Il ministero della Difesa italiano ha sottolineato che i nostri militari sono al sicuro: a Mogadiscio c‘è un contingente italiano che opera nell’ambito della missione europea (Eutm) in Somalia, che ha l’obiettivo di rafforzare il governo federale di transizione somalo, attraverso la consulenza alle istituzioni di difesa somale e l’addestramento militare.

Shabaab di solito compie imboscate contro le forze di sicurezza, ma l’attentato di oggi, contro una base nel cuore della capitale, alza il livello delle azioni del gruppo e dunque le preoccupazioni del governo, così come di Paesi come Italia o Stati Uniti che assistono lo Stato somalo contro i ribelli jihadisti che da una decina di anni aumentano l’instabilità nazionale e regionale.

L’attacco è probabilmente anche un messaggio di risposta alla riapertura dello stadio che si trova vicino alla caserma.
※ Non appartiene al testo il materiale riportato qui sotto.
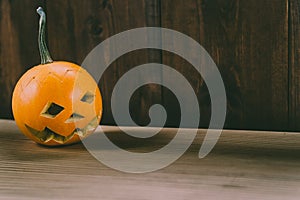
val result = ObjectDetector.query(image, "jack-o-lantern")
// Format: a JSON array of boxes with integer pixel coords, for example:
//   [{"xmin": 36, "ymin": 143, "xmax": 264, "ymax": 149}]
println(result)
[{"xmin": 12, "ymin": 8, "xmax": 102, "ymax": 146}]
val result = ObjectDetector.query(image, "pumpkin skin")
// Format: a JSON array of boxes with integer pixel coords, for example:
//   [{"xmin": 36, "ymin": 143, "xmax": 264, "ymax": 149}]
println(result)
[{"xmin": 12, "ymin": 61, "xmax": 102, "ymax": 146}]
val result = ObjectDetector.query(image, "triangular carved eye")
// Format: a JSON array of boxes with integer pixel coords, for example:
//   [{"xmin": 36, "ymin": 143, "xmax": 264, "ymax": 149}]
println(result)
[
  {"xmin": 80, "ymin": 91, "xmax": 95, "ymax": 103},
  {"xmin": 41, "ymin": 102, "xmax": 64, "ymax": 118},
  {"xmin": 66, "ymin": 113, "xmax": 84, "ymax": 123}
]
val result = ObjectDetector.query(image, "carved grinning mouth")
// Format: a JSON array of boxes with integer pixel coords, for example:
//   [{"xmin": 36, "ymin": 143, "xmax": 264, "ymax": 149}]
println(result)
[{"xmin": 25, "ymin": 117, "xmax": 98, "ymax": 144}]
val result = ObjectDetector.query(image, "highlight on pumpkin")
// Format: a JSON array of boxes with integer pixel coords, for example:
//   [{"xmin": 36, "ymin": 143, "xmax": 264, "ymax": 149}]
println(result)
[{"xmin": 12, "ymin": 7, "xmax": 102, "ymax": 146}]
Chiuso per sedici anni, lo scorso mese la ristrutturazione è stata inaugurata alla presenza delle massime istituzioni somale anche come simbolo di una forte volontà per il ritorno alla normalità nonostante i tempi difficili.

Ma Shabaab, come tutte le organizzazioni terroristiche jihadiste, sopravvive nel caos — contesto che le permette di spingere la propaganda e creare proseliti (e dunque acquisire forza). È dunque contraria a ogni forma di stabilizzazione. Oppure, se si volesse cercare una motivazione, si potrebbe pensare al fatto che l’attacco arriva nel giorno in cui il Parlamento avrebbe dovuto estendere di 24 mesi il mandato del presidente Farmaajo.

Il gruppo islamista somalo sta combattendo il governo sostenuto dalle Nazioni Unite e dal 2011 a oggi e ha effettuato una lunga serie di attacchi in tutta la regione. L’organizzazione, alleata di al-Qaeda e non dello Stato islamico nella divisione interna al jihadismo sunnita, è stata sconfitta dalla maggior parte delle principali città che un tempo controllava, ma rimane una pericolosa minaccia.